Your go-to-guide for modern data infrastructure with open-source tooling. Image courtesy of Sigmund of Unslpash.com

Your Blueprint to Building Reliable Data Infrastructure With Open-Source

The Data Engineering blueprint for data infrastructure that outlines the open-source options at each layer of the modern data stack.

Abhi Vaidyanatha
Abhi Vaidyanatha

The paradox of choice is real when it comes to setting up your data infrastructure. The modern data stack has more options than ever before, with a wide array of modular tools that you can mix and match to suit your business needs. That freedom can be daunting.

Personally, I like to compare the options of tools for a modern data stack to a buffet. The modern data stack has a wide array of options, and more often than not, you load your plate up with more than you can handle.

Recently, we have noticed a trend among data teams choosing open-source tools for their data stacks when either building or re-evaluating their existing infrastructure.

With the current state of the market, it makes sense to continuously evaluate your stack to ensure that you are keeping costs down.
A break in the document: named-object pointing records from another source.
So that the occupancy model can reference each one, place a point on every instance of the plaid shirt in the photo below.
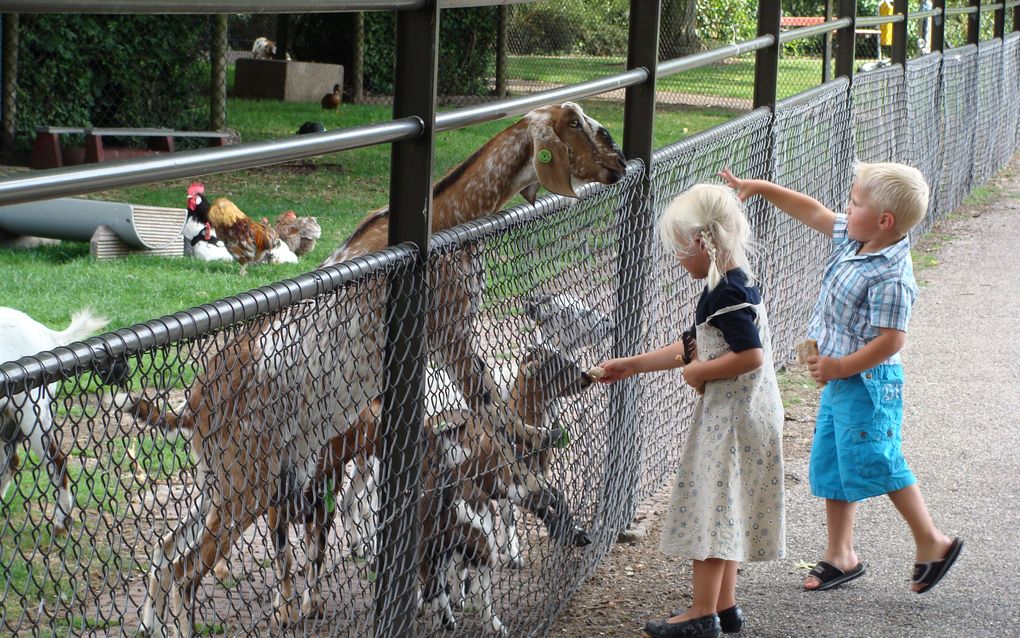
(861, 293)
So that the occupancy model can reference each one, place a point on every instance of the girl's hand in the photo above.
(617, 370)
(694, 378)
(824, 369)
(743, 187)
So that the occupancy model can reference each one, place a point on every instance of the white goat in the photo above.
(28, 414)
(299, 379)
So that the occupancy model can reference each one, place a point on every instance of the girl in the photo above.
(726, 502)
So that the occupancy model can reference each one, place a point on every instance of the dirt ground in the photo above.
(634, 582)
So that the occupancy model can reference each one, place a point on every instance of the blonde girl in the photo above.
(726, 501)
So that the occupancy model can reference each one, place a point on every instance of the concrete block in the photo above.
(286, 81)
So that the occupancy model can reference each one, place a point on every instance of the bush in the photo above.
(87, 70)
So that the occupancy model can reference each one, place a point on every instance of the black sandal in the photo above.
(928, 574)
(830, 577)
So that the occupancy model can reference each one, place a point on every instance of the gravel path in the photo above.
(962, 437)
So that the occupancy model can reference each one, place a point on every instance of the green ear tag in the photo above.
(330, 499)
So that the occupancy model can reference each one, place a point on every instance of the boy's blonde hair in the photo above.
(713, 213)
(896, 188)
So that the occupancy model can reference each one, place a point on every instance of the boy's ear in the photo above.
(886, 222)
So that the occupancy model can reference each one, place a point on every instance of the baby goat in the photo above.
(264, 449)
(28, 414)
(467, 469)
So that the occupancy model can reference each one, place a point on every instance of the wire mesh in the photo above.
(262, 440)
(960, 71)
(814, 154)
(879, 114)
(744, 145)
(923, 141)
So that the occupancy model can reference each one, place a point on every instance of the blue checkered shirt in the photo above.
(861, 293)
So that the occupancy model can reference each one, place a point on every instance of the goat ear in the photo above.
(552, 163)
(529, 193)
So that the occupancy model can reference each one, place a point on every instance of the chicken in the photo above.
(248, 241)
(299, 234)
(330, 101)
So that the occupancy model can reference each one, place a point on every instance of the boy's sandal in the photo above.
(928, 574)
(830, 577)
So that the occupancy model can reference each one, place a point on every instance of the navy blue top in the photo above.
(738, 327)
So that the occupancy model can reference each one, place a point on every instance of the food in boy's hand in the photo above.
(808, 347)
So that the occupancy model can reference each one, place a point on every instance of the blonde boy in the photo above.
(860, 323)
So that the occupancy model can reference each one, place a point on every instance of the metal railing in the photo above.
(599, 246)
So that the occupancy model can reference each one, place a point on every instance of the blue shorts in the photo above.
(856, 453)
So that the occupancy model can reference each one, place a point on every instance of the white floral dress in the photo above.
(727, 497)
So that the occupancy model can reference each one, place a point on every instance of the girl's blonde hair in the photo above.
(712, 213)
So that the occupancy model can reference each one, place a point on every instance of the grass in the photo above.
(51, 283)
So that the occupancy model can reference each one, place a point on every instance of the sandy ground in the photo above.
(961, 431)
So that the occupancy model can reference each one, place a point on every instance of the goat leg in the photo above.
(551, 507)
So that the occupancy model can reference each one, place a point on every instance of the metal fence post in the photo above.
(974, 23)
(501, 52)
(846, 40)
(938, 27)
(8, 84)
(767, 60)
(827, 47)
(622, 472)
(899, 53)
(217, 75)
(407, 304)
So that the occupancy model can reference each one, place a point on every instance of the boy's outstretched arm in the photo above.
(804, 208)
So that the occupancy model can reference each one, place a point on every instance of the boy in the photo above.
(860, 323)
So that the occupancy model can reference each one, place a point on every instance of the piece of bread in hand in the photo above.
(808, 347)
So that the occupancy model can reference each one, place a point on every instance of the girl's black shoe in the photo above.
(731, 620)
(704, 627)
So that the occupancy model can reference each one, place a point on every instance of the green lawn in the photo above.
(51, 283)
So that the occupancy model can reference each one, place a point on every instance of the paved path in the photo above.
(962, 439)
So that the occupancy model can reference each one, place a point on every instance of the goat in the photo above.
(312, 388)
(28, 414)
(467, 468)
(263, 48)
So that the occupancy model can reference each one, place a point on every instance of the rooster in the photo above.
(299, 234)
(247, 241)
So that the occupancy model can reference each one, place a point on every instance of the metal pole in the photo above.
(767, 60)
(974, 23)
(622, 472)
(407, 304)
(358, 59)
(217, 76)
(938, 27)
(899, 53)
(845, 40)
(827, 48)
(8, 85)
(501, 52)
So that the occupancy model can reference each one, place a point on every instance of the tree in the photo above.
(679, 29)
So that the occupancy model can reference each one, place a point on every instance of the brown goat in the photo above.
(269, 401)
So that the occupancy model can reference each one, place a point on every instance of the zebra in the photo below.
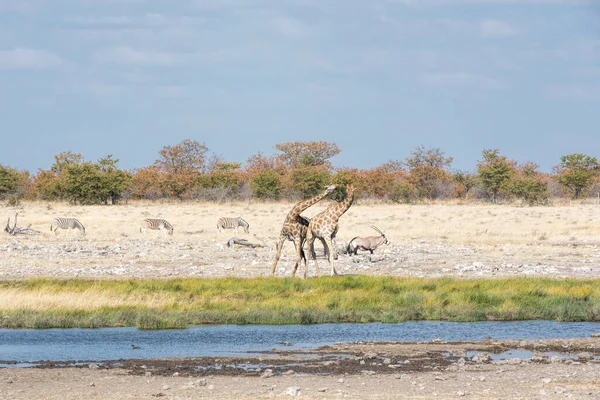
(232, 223)
(156, 224)
(66, 223)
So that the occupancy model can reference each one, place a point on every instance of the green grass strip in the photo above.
(178, 303)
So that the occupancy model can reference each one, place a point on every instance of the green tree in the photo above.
(306, 154)
(114, 181)
(46, 185)
(64, 159)
(11, 181)
(225, 175)
(309, 181)
(266, 185)
(576, 173)
(529, 185)
(465, 181)
(180, 165)
(81, 183)
(186, 156)
(427, 167)
(494, 171)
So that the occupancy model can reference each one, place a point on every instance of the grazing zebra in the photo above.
(156, 224)
(66, 223)
(232, 223)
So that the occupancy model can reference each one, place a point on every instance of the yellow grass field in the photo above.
(426, 241)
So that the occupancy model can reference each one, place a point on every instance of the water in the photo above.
(28, 346)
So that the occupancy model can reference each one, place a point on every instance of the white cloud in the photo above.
(579, 92)
(292, 27)
(492, 28)
(463, 79)
(129, 56)
(26, 58)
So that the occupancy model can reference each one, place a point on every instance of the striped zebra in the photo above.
(232, 223)
(66, 223)
(156, 224)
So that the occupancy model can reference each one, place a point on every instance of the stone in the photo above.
(293, 391)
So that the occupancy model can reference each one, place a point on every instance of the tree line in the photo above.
(189, 171)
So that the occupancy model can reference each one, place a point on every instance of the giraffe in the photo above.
(324, 226)
(294, 229)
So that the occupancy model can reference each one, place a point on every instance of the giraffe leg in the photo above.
(278, 254)
(311, 253)
(331, 256)
(299, 256)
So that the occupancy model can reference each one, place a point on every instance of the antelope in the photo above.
(370, 243)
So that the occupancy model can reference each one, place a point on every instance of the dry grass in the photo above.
(453, 222)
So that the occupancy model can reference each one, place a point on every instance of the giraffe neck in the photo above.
(304, 204)
(340, 208)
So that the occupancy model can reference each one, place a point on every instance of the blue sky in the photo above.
(378, 78)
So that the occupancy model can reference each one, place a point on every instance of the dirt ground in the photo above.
(467, 241)
(553, 369)
(425, 241)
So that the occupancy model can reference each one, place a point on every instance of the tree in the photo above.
(184, 157)
(529, 185)
(465, 182)
(427, 168)
(309, 181)
(45, 185)
(306, 154)
(433, 157)
(146, 183)
(113, 180)
(576, 173)
(11, 181)
(64, 159)
(225, 175)
(180, 165)
(81, 183)
(266, 185)
(494, 171)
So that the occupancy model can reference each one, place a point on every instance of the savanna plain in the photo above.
(444, 261)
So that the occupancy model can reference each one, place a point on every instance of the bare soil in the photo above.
(426, 241)
(361, 371)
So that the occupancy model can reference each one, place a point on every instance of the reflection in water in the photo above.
(234, 340)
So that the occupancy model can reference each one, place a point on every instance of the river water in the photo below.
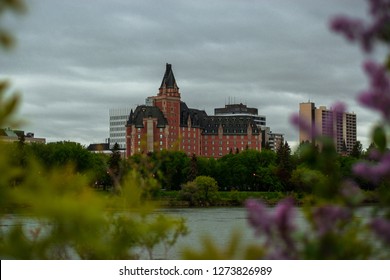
(217, 223)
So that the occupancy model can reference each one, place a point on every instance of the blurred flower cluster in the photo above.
(335, 229)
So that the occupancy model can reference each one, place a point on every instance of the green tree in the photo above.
(284, 164)
(357, 150)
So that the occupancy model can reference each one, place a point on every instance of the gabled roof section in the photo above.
(169, 79)
(195, 115)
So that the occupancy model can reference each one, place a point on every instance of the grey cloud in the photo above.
(94, 55)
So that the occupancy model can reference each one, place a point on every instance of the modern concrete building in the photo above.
(118, 120)
(11, 135)
(340, 126)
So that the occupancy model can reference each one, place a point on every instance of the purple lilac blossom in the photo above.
(378, 96)
(374, 172)
(303, 125)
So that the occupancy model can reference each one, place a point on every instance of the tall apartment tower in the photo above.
(340, 126)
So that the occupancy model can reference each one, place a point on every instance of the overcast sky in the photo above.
(75, 59)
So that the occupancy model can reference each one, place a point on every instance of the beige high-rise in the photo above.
(340, 126)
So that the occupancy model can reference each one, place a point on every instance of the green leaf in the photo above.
(379, 137)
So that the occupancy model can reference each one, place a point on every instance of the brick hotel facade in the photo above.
(166, 122)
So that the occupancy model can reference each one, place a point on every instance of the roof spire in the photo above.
(169, 79)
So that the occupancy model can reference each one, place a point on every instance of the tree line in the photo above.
(248, 170)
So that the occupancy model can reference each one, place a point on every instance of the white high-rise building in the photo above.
(118, 119)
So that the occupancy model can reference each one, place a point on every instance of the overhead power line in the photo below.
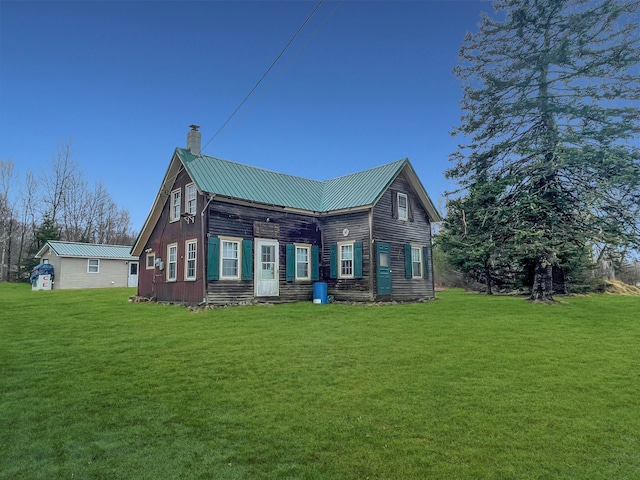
(265, 73)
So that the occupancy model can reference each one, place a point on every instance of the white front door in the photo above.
(267, 268)
(132, 279)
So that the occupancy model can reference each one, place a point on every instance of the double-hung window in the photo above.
(346, 260)
(403, 206)
(416, 261)
(151, 261)
(302, 263)
(230, 259)
(172, 262)
(176, 203)
(191, 199)
(191, 249)
(93, 265)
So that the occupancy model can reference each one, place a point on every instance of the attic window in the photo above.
(191, 199)
(403, 206)
(176, 204)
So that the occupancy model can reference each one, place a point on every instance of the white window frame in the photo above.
(403, 211)
(191, 257)
(192, 199)
(342, 267)
(307, 247)
(93, 267)
(172, 261)
(176, 205)
(237, 259)
(420, 262)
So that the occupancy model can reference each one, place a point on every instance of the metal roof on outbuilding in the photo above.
(87, 250)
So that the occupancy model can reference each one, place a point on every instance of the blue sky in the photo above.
(364, 84)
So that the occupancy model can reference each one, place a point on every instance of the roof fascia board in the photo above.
(266, 206)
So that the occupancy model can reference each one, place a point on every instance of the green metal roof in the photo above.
(230, 179)
(89, 250)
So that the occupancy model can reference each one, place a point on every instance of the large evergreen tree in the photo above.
(551, 92)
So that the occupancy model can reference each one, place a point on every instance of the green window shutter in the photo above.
(315, 262)
(247, 260)
(426, 258)
(333, 261)
(408, 264)
(213, 259)
(357, 259)
(291, 262)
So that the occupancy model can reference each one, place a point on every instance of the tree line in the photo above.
(56, 204)
(549, 166)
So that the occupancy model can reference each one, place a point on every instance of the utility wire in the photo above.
(265, 73)
(282, 70)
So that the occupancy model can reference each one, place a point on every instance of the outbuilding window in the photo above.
(93, 265)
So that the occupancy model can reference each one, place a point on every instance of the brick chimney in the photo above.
(194, 139)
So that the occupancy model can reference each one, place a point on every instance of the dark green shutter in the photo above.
(333, 261)
(408, 264)
(213, 259)
(357, 259)
(247, 260)
(426, 257)
(315, 263)
(291, 262)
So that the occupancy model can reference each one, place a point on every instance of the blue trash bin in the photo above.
(320, 292)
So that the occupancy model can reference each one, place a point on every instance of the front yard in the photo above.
(467, 386)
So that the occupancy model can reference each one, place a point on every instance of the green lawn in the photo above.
(469, 386)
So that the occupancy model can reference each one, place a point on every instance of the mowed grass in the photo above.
(468, 386)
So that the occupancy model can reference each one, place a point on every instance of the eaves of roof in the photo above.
(88, 250)
(243, 182)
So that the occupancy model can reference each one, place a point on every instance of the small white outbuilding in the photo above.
(90, 265)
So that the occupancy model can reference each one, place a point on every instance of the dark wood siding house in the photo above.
(220, 232)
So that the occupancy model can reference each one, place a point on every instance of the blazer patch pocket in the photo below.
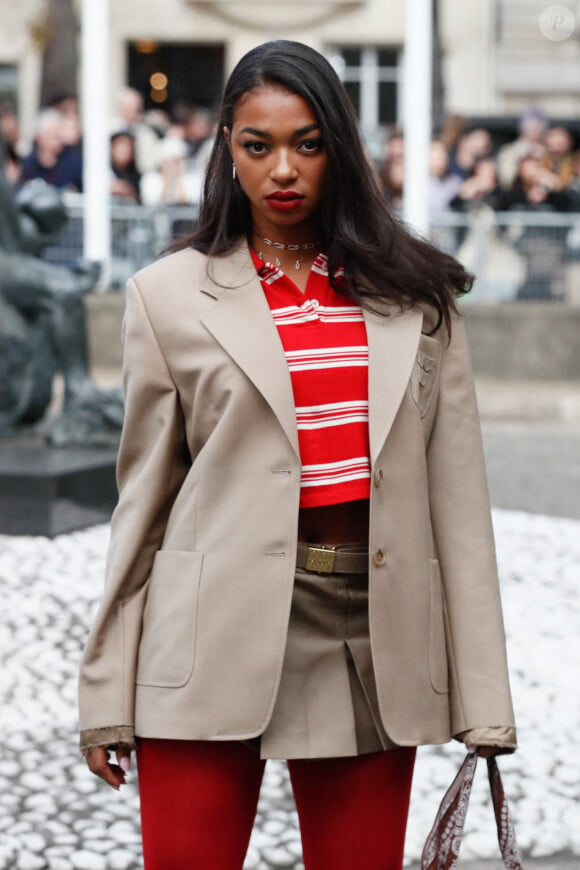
(424, 376)
(167, 646)
(438, 665)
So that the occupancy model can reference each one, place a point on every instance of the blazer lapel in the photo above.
(393, 341)
(242, 323)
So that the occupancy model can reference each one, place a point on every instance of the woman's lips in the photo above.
(284, 200)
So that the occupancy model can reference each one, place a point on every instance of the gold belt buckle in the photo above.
(321, 559)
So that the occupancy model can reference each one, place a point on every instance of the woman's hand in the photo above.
(113, 774)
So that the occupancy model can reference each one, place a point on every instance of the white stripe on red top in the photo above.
(324, 339)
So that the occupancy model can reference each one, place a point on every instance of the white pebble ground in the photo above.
(54, 814)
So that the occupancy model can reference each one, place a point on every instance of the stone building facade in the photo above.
(498, 56)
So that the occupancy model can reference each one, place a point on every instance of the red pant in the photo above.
(199, 799)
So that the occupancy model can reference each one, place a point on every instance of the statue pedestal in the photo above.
(48, 491)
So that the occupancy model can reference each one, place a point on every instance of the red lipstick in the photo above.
(284, 200)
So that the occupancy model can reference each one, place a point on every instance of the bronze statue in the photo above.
(43, 329)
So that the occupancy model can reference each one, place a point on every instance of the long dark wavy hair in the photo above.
(381, 259)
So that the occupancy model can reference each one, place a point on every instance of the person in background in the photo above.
(173, 182)
(125, 182)
(481, 188)
(301, 562)
(391, 171)
(10, 137)
(51, 159)
(559, 157)
(536, 187)
(131, 120)
(530, 143)
(471, 147)
(443, 184)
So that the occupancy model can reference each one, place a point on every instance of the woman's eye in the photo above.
(255, 147)
(311, 146)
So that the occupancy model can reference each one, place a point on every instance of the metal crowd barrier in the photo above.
(515, 255)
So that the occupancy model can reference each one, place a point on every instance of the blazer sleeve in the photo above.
(152, 463)
(461, 516)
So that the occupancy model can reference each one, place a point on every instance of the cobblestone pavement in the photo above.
(534, 467)
(54, 814)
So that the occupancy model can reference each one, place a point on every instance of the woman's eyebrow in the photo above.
(255, 132)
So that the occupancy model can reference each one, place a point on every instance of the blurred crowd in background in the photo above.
(160, 159)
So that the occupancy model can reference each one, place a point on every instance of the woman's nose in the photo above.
(283, 169)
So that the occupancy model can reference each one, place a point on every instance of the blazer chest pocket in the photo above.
(167, 646)
(425, 374)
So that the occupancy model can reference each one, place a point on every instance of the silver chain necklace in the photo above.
(307, 246)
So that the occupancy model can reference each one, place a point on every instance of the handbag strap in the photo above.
(441, 850)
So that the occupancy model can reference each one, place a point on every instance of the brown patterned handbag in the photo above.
(441, 849)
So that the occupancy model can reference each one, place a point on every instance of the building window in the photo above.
(371, 76)
(169, 74)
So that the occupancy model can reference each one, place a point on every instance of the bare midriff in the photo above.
(345, 523)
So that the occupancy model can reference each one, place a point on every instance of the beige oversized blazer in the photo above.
(189, 639)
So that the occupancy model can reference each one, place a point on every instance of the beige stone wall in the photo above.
(481, 76)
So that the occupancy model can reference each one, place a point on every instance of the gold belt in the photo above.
(326, 559)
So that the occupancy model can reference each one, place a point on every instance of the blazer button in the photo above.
(379, 557)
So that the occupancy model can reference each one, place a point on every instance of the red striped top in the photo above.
(324, 338)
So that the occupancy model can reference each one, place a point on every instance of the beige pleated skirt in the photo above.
(327, 701)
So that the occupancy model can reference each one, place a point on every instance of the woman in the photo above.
(301, 562)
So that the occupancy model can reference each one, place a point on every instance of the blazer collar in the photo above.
(242, 323)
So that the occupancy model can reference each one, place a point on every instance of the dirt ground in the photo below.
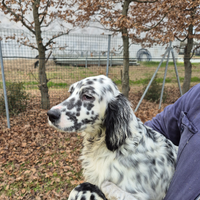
(38, 162)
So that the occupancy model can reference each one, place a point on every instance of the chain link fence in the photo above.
(73, 57)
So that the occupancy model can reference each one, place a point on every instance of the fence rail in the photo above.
(74, 57)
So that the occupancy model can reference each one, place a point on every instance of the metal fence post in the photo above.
(108, 55)
(4, 87)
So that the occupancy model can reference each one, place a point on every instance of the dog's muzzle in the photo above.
(54, 115)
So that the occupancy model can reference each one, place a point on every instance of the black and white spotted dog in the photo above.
(118, 147)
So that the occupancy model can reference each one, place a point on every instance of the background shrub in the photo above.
(17, 99)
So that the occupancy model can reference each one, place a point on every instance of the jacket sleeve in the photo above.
(168, 122)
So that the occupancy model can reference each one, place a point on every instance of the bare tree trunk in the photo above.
(187, 63)
(125, 38)
(45, 102)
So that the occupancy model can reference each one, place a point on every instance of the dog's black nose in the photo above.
(54, 115)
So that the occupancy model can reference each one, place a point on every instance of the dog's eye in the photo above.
(87, 97)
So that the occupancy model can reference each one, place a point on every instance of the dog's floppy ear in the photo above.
(117, 116)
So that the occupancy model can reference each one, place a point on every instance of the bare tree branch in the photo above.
(54, 37)
(18, 17)
(194, 51)
(45, 11)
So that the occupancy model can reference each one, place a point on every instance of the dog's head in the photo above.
(94, 103)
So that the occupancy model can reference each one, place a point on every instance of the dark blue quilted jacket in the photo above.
(180, 122)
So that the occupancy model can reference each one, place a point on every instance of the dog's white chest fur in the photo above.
(133, 168)
(117, 146)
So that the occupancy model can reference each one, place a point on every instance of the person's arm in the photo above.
(168, 122)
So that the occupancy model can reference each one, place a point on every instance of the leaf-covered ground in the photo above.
(38, 162)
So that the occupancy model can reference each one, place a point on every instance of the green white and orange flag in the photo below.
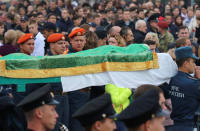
(93, 62)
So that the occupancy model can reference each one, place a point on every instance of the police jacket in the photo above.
(184, 92)
(139, 36)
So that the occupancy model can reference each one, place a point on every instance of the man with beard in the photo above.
(127, 34)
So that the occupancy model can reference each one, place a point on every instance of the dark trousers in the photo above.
(76, 99)
(179, 128)
(63, 110)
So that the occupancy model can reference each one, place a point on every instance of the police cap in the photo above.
(184, 52)
(97, 109)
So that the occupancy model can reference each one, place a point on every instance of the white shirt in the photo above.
(39, 45)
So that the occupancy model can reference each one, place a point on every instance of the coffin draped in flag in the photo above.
(99, 66)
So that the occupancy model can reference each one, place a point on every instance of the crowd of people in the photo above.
(61, 27)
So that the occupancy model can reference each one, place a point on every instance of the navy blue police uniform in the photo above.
(185, 95)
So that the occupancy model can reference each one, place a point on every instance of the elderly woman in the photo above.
(116, 40)
(153, 37)
(9, 46)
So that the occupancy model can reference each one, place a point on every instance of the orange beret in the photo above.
(77, 32)
(55, 37)
(25, 37)
(163, 24)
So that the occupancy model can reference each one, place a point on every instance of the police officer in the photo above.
(97, 114)
(39, 107)
(184, 90)
(144, 114)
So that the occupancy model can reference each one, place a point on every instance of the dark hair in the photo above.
(182, 27)
(181, 61)
(176, 21)
(140, 10)
(149, 42)
(75, 17)
(179, 42)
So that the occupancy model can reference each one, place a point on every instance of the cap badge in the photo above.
(78, 33)
(153, 116)
(104, 115)
(52, 95)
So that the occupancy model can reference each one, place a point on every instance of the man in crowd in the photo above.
(26, 43)
(23, 25)
(48, 29)
(184, 90)
(77, 40)
(140, 31)
(39, 42)
(153, 23)
(39, 107)
(80, 97)
(127, 34)
(165, 36)
(65, 23)
(57, 44)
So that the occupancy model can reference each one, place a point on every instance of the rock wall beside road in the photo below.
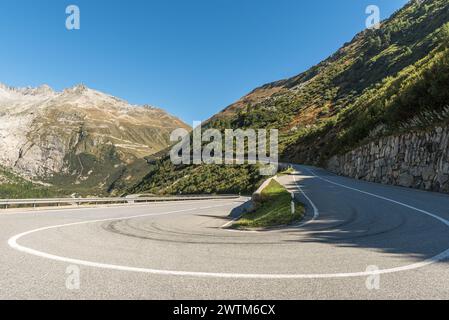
(417, 160)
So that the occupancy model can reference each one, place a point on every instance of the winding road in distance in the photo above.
(356, 235)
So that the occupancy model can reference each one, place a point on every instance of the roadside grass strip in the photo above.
(272, 209)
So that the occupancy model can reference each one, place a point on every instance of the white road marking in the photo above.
(316, 212)
(442, 256)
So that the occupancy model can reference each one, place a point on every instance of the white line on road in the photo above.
(13, 244)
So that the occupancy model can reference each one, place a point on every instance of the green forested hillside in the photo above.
(384, 81)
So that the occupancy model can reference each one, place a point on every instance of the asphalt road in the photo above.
(359, 241)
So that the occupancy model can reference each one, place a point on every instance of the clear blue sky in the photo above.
(192, 58)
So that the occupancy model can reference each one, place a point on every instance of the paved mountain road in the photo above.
(179, 250)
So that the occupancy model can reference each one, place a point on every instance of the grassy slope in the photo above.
(382, 82)
(273, 210)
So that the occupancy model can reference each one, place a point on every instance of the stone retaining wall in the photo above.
(417, 160)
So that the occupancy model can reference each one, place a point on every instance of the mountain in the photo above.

Companies are beginning to opt for open-source toolkits due to their low cost, high flexibility, and helpful developer communities.

Martin Woodward, VP of developer relations at GitHub perfectly summed up why companies are opting for open-source. “There are a number of benefits to open source, from providing an environment to work fast and flexibly, to enabling collaboration from developers around the world,” said Woodward.  “No single person or team can make the progress that we can all make together.”

Every organization's approach to building a data stack will vary based on a variety of factors. With that in mind, we put together a basic blueprint that outlines the options at each layer of the data stack and the open-source tools that are available to use.

What is data infrastructure?

Data Infrastructure refers to the set of tools that guide data from extraction to analysis. Photo by CHUTTERSNAP / Unsplash

Before diving into the five foundational layers of the modern data stack, it is important to understand what we mean when we refer to data infrastructure. When we talk about data infrastructure, we are referring to the set of tools that guide data from being extracted to being suitable for an end user to analyze or leverage. Typically, companies follow either an extract, transform, load (ETL) or extract, load, transform (ELT) paradigm for their data.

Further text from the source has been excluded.